Europe’s development of an equivalent to Silicon Valley faces many hurdles

The World Economic Forum asks can Europe build its own Silicon Valley?

It seems the answer lies in money, investors’ money to be precise, with a lack of VC funds to finance emerging businesses and a lack of acquisition hungry corporates providing high profile experts argues the WEF piece’s author, Keith Breene.

That appears to be a strong argument although there’s still some strong contenders for European tech hubs with the WEF identifying Munich, Paris and London as being major centres.

London’s claims are reinforced by the city’s strength in financial technology with KPMG nominating 18 of the world’s top 50 fintech startups being based in the British capital.

Interestingly, the Belgium town of Leuven which has styled itself as a centre for 3D printing and beer features on the WEF list of European startup hubs as well.

While it’s unlikely Europe can create a ‘Silicon Valley’ – even the post Cold War US would struggle to do so today – the presence of major centres like London and specialist hubs like Leuven indicates another important aspect of creating a global centre, that of having an existing base of businesses and skills.

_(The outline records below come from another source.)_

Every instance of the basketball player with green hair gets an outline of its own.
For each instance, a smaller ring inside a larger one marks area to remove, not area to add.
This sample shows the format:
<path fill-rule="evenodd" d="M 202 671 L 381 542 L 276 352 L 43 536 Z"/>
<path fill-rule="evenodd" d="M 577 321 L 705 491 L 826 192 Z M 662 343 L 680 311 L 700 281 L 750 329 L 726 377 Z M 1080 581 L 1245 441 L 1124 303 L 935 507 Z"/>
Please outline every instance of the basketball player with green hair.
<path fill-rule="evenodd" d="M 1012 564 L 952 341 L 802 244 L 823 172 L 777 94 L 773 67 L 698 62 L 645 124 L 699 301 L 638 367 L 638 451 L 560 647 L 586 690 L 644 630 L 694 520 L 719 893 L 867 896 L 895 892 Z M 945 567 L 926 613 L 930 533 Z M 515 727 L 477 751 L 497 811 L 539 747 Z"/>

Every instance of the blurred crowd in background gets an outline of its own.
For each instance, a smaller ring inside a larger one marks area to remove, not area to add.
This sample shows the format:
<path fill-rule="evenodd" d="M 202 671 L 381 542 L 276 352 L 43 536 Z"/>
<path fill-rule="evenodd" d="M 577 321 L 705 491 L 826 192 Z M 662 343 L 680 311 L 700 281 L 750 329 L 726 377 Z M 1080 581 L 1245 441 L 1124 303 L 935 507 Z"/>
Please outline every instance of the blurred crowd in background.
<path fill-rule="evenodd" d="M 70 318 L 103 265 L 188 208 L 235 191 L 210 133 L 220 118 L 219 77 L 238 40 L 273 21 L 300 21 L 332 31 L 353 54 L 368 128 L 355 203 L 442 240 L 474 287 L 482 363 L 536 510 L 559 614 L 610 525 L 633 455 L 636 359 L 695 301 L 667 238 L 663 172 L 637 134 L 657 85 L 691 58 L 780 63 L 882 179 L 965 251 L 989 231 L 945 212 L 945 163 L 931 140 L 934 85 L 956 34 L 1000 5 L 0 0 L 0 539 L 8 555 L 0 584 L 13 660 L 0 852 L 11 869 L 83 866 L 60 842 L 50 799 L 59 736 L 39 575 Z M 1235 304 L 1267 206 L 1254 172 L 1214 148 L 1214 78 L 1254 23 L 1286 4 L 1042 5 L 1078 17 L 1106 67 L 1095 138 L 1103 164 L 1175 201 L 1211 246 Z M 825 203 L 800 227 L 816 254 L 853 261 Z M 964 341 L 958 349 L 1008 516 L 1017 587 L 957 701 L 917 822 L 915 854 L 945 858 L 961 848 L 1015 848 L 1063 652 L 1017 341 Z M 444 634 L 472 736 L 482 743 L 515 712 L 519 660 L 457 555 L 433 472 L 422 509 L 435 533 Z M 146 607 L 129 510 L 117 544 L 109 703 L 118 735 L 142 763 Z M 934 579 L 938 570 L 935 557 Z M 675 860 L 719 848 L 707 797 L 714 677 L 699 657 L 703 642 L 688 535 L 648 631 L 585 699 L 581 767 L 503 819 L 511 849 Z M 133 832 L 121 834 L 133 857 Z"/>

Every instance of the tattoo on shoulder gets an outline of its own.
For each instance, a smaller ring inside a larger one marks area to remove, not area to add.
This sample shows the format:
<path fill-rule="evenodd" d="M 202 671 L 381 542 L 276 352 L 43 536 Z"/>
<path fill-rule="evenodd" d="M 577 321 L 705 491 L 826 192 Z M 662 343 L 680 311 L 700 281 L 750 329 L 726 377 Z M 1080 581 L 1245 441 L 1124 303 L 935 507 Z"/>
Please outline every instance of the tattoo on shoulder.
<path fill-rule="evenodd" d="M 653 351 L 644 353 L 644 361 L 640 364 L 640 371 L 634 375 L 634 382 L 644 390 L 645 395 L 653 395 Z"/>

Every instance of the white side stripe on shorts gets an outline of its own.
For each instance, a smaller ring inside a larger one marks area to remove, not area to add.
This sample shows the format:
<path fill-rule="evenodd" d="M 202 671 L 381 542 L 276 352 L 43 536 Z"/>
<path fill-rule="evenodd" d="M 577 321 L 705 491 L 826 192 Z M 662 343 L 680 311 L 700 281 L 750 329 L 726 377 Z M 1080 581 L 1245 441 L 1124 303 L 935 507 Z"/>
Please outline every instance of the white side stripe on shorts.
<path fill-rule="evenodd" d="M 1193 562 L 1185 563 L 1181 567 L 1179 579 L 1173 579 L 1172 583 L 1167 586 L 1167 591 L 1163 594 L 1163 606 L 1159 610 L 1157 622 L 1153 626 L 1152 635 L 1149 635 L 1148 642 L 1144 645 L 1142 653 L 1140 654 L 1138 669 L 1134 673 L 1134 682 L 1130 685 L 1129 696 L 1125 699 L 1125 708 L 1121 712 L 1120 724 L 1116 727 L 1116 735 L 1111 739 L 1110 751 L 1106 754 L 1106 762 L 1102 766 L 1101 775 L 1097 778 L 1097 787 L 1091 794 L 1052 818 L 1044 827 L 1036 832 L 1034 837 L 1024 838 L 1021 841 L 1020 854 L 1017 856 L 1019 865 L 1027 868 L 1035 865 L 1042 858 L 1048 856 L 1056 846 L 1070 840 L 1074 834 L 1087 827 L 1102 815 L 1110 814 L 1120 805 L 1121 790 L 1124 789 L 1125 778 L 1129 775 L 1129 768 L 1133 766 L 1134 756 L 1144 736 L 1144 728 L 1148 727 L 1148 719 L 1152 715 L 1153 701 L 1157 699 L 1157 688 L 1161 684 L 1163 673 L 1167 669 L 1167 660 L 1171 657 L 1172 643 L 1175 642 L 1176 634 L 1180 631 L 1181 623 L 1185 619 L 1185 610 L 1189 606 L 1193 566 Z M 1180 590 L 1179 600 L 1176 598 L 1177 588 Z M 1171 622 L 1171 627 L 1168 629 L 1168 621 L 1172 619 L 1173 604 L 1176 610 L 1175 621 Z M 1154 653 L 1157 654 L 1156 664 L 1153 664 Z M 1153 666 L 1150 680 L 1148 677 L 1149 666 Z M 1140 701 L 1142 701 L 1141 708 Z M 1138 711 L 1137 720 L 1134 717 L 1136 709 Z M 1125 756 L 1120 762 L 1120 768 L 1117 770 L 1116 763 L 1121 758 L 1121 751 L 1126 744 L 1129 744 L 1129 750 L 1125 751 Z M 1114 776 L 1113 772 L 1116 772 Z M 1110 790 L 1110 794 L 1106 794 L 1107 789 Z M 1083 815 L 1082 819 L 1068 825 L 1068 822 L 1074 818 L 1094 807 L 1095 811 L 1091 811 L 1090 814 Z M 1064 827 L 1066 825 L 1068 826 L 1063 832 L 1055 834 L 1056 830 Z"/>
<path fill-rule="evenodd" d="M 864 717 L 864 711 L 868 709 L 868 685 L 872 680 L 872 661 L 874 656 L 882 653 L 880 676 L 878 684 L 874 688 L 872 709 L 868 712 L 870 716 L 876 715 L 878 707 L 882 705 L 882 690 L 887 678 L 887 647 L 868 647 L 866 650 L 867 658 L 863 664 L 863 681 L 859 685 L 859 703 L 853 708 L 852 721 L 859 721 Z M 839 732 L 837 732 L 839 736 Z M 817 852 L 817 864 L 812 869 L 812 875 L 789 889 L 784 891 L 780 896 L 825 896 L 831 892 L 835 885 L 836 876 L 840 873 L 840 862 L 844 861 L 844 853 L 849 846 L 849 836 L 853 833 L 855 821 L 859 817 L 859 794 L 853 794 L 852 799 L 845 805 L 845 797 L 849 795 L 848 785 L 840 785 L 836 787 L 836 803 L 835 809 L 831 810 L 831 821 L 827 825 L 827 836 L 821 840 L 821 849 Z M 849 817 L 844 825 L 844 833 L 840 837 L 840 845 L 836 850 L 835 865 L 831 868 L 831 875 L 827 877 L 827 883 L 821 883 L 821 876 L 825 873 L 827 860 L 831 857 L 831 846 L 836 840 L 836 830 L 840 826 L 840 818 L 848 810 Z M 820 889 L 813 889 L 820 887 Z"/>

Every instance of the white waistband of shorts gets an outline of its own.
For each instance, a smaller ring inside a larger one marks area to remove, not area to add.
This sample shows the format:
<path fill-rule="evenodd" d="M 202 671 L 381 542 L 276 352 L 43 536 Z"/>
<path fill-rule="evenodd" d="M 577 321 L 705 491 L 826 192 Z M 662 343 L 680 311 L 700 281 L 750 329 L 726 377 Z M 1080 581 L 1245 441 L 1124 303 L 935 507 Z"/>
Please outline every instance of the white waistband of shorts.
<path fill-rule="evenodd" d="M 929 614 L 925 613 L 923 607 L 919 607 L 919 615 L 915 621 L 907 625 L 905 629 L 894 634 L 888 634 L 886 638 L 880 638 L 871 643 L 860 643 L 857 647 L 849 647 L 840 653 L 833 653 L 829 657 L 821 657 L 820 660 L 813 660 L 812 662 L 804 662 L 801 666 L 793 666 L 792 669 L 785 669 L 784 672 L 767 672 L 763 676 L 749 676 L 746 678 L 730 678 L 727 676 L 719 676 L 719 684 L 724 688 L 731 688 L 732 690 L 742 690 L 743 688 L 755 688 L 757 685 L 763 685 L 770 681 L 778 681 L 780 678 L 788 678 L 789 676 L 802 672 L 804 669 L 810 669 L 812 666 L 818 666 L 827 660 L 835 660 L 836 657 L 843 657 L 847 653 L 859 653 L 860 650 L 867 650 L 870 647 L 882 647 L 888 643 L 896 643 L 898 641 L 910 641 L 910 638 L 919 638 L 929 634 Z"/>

That skillbase isn’t built up overnight, it’s a decades long process of commitment from industry, investors and governments and often as much the result of a series of happy accidents rather than deliberate planning.

It may well be the question of Europe creating a Silicon Valley isn’t really relevant with the bigger issue being how the continent’s cities and nations put in the conditions to develop long term industrial hubs. Trying to ape today’s successes for a project that will take decades to come to fruition could be a big mistake.